Ce n’est pas à dire, d’ailleurs, que la conscience commune soit menacée de disparaître totalement. Seulement, elle consiste de plus en plus eu des manières de penser et de sentir très générales et très indéterminées, qui laissent la place libre à une multitude croissante de dissidences individuelles. Il y a bien un endroit où elle s’est affermie et précisée, c’est celui par où elle regarde l’individu. À mesure que toutes les autres croyances et toutes les autres pratiques prennent un caractère de moins en moins religieux, l’individu devient l’objet d’une sorte de religion. Nous avons pour la dignité de la personne un culte qui, comme tout culte fort, a déjà ses superstitions. C’est donc bien, si l’on veut, une foi commune ; mais d’abord, elle n’est possible que par la ruine des autres et, par conséquent, ne saurait produire les mêmes effets que cette multitude de croyances éteintes. Il n’y a pas compensation. De plus, si elle est commune en tant qu’elle est partagée par la communauté, elle est individuelle par son objet. Si elle tourne toutes les volontés vers une même fin, cette fin n’est pas sociale. Elle a donc une situation tout à fait exceptionnelle dans la conscience collective. C’est bien de la société qu’elle tire tout ce qu’elle a de force, mais ce n’est pas à la société qu’elle nous attache : c’est à nous-mêmes. Par conséquent, elle ne constitue pas un lien social véritable. C’est pourquoi on a pu justement reprocher aux théoriciens qui ont fait de ce sentiment la base exclusive de leur doctrine morale, de dissoudre la société. Nous pouvons donc conclure en disant que tous les liens sociaux qui résultent de la similitude se détendent progressivement.

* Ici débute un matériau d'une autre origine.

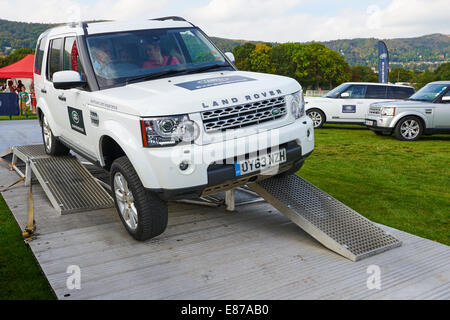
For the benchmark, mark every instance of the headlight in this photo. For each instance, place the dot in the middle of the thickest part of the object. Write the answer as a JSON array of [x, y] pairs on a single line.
[[298, 104], [168, 131], [388, 111]]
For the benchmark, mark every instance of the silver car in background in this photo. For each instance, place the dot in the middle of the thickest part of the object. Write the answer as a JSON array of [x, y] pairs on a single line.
[[425, 112]]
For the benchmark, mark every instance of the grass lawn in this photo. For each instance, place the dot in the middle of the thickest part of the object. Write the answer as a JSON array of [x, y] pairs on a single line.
[[405, 185]]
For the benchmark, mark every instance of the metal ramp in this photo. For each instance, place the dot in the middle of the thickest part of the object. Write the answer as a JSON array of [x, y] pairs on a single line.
[[69, 186], [328, 220]]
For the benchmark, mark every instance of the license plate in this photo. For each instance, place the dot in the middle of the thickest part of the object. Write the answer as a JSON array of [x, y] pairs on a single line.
[[260, 163]]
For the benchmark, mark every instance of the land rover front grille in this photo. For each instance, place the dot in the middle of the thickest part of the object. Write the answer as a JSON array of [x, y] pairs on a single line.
[[374, 110], [244, 115]]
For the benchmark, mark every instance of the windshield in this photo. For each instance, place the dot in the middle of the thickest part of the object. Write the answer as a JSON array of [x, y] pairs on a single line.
[[337, 91], [429, 92], [120, 58]]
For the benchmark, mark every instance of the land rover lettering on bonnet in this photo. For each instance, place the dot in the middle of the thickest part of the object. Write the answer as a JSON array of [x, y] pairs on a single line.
[[161, 108]]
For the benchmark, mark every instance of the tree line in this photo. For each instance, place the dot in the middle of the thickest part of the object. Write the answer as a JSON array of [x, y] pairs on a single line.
[[316, 66]]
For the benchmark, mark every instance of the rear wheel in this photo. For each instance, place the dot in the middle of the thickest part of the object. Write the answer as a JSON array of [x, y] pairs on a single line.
[[317, 116], [383, 133], [409, 129], [142, 212], [52, 145]]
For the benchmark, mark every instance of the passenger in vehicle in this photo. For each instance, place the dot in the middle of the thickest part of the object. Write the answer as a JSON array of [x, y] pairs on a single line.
[[155, 56]]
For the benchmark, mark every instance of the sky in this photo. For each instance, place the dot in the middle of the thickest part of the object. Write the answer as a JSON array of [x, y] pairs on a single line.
[[260, 20]]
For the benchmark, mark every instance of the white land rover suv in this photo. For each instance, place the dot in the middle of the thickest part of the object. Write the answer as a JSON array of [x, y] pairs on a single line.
[[349, 102], [160, 107]]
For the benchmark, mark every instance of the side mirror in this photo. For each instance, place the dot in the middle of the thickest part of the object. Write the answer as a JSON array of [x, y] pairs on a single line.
[[67, 80], [230, 56]]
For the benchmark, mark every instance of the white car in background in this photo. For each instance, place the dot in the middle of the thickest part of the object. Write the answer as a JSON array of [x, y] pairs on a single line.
[[349, 102]]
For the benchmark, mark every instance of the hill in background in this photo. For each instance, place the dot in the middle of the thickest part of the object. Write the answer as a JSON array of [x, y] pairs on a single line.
[[411, 53]]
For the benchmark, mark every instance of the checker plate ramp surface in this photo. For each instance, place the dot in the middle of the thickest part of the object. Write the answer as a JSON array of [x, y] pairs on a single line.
[[29, 152], [328, 220]]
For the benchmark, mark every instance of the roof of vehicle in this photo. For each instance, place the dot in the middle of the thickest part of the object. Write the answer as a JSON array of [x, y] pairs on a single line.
[[380, 84], [117, 26]]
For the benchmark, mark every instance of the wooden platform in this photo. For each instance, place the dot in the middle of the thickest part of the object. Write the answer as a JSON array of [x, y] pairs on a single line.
[[208, 253]]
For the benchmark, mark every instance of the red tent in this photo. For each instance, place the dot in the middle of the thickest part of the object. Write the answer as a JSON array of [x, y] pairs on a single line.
[[20, 69]]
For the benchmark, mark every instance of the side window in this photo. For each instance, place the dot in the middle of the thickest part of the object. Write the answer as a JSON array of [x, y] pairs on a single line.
[[71, 59], [54, 58], [356, 91], [40, 48], [376, 92], [399, 92]]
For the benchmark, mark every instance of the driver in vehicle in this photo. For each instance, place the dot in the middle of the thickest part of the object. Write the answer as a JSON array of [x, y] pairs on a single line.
[[102, 60], [155, 56]]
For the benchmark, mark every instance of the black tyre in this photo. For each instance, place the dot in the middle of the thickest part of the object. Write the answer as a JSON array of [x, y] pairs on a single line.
[[292, 170], [317, 116], [142, 212], [52, 145], [409, 129]]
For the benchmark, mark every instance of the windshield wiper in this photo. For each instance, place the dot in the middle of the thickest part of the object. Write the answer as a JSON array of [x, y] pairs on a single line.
[[154, 75]]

À elle seule, cette loi suffit déjà à montrer toute la grandeur du rôle de la division du travail. En effet, puisque la solidarité mécanique va en s’affaiblissant, il faut ou que la vie proprement sociale diminue, ou qu’une autre solidarité vienne peu à peu se substituer à celle qui s’en va. Il faut choisir. En vain on soutient que la conscience collective s’étend et se fortifie en même temps que celle des individus. Nous venons de prouver que ces deux termes varient en sens inverse l’un de l’autre. Cependant le progrès social ne consiste pas en une dissolution continue ; tout au contraire, plus on s’avance, plus les sociétés ont un profond sentiment d’elles-mêmes et de leur unité. Il faut donc bien qu’il y ait quelque autre lien social qui produise ce résultat ; or, il ne peut pas y en avoir d’autre que celui qui dérive de la division du travail.

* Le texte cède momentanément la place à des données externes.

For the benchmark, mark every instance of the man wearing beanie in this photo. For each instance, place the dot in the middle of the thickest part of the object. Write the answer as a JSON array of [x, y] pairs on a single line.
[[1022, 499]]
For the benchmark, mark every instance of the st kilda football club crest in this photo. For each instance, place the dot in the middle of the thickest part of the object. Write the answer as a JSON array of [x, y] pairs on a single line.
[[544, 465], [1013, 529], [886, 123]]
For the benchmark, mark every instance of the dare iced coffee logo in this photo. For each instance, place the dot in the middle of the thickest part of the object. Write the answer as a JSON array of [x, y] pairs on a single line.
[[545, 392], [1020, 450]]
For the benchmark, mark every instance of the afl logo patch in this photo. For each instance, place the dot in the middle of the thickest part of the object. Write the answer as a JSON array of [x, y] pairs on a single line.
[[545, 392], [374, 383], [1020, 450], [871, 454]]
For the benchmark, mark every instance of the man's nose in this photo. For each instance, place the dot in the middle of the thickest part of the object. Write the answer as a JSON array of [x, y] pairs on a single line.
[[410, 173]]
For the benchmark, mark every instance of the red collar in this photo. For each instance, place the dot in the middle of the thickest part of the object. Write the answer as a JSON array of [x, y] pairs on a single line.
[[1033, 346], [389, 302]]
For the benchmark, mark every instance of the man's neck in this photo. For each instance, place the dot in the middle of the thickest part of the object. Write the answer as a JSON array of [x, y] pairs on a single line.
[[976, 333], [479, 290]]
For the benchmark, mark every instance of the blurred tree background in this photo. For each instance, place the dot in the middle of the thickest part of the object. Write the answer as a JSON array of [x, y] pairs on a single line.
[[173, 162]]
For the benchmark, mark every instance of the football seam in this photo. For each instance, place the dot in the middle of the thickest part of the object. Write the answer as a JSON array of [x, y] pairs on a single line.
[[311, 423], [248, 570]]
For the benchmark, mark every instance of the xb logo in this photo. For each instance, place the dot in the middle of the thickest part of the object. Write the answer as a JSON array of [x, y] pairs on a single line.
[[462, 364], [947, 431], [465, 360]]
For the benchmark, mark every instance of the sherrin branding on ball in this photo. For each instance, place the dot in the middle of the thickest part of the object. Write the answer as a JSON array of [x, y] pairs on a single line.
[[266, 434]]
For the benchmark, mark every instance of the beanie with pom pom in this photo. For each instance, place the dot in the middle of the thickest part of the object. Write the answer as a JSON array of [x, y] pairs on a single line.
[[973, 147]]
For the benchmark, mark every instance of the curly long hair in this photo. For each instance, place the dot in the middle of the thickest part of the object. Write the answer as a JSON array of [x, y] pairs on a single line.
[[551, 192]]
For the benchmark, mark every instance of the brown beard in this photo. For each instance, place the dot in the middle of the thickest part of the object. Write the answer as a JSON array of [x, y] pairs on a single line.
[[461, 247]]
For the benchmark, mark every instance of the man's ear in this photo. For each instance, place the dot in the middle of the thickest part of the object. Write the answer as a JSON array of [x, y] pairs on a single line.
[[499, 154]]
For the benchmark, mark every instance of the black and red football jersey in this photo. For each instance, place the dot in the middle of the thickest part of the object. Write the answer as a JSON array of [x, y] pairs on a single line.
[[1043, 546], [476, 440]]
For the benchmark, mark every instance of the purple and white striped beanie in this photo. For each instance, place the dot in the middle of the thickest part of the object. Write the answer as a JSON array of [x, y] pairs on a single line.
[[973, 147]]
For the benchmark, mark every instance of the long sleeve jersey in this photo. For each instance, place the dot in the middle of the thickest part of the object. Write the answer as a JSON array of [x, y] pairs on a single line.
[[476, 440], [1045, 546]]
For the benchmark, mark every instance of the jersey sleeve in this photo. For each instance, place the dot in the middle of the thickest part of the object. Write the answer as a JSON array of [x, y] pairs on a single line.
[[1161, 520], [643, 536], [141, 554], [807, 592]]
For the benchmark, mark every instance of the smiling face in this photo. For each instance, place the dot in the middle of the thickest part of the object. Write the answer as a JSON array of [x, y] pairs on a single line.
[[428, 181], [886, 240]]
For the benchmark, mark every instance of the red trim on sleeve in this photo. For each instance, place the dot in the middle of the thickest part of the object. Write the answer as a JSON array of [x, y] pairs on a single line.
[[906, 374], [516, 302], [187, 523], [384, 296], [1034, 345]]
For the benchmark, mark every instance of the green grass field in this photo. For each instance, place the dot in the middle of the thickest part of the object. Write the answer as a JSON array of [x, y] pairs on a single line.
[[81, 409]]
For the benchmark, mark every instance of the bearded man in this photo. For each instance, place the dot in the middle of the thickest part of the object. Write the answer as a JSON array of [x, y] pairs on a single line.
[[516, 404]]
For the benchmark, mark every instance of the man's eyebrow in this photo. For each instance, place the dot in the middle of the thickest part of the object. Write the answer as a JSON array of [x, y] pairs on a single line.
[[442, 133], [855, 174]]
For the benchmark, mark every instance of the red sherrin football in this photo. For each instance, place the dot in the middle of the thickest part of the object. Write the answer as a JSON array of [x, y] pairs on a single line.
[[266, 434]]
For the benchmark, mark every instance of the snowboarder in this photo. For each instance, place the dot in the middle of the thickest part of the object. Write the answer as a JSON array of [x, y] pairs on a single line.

Si, de plus, on se rappelle que, même là où elle est le plus résistante, la solidarité mécanique ne lie pas les hommes avec la même force que la division du travail, que d’ailleurs elle laisse en dehors de son action la majeure partie des phénomènes sociaux actuels, il deviendra plus évident encore que la solidarité sociale tend à devenir exclusivement organique. C’est la division du travail qui, de plus en plus, remplit le rôle que remplissait autrefois la conscience commune ; c’est principalement elle qui fait tenir ensemble les agrégats sociaux des types supérieurs.

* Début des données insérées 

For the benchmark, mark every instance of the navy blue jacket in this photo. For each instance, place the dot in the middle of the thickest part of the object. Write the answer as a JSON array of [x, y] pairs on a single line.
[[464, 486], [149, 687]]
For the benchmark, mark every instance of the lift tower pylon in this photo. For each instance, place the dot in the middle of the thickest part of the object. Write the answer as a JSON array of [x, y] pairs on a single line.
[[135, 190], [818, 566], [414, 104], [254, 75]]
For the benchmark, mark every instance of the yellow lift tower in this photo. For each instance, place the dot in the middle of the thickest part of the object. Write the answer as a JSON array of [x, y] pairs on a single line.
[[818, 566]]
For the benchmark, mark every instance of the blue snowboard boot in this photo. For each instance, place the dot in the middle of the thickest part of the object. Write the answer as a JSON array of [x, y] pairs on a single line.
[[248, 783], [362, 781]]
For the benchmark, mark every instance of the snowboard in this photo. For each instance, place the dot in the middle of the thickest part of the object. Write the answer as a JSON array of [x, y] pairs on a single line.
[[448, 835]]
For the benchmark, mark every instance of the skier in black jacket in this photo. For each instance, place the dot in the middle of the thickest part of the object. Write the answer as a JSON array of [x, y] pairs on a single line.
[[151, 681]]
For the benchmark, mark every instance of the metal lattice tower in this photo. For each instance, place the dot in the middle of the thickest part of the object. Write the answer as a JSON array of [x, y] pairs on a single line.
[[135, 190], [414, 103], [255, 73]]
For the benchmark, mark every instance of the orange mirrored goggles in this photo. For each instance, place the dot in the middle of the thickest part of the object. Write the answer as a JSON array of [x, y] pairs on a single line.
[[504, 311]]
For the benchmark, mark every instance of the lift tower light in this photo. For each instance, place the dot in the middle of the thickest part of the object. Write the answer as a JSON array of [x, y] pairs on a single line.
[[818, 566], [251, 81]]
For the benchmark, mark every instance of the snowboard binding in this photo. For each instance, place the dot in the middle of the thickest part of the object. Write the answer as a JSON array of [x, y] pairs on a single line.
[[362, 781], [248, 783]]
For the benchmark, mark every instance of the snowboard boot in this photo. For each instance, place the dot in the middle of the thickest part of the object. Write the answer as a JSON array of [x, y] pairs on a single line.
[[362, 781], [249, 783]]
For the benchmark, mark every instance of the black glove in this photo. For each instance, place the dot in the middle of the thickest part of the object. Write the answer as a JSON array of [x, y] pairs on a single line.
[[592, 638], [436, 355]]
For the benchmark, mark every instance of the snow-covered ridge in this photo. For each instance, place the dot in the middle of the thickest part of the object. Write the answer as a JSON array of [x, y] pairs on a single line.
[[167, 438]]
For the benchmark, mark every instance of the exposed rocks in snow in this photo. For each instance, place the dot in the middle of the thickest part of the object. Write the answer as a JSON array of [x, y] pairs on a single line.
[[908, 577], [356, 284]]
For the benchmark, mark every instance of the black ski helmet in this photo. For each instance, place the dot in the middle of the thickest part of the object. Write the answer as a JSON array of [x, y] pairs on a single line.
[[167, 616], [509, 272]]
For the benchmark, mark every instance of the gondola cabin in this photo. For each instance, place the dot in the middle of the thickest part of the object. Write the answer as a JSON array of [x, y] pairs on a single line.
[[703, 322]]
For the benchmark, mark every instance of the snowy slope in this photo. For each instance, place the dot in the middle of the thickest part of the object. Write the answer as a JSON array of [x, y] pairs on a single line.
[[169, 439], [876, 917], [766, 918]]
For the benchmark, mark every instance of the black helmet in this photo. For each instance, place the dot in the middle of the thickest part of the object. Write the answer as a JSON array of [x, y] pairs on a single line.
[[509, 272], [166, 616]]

Voilà une fonction de la division du travail autrement importante que celle que lui reconnaissent d’ordinaire les économistes.

  1. Le Bouddhisme. (V. article sur le Bouddhisme dans l’Encyclopédie des sciences religieuses.)
  2. The ewe-Speaking Peoples of the Slaves Coast. Londres, 1890, p 258.
  3. Wilhelm Borchardt. Die Sprichwörtlichen Redensarten. Leipzig, 1888, XII. — Cf. V. Wyss. Die Sprichwörter bei den Roemischen Komikern. Zurich, 1889.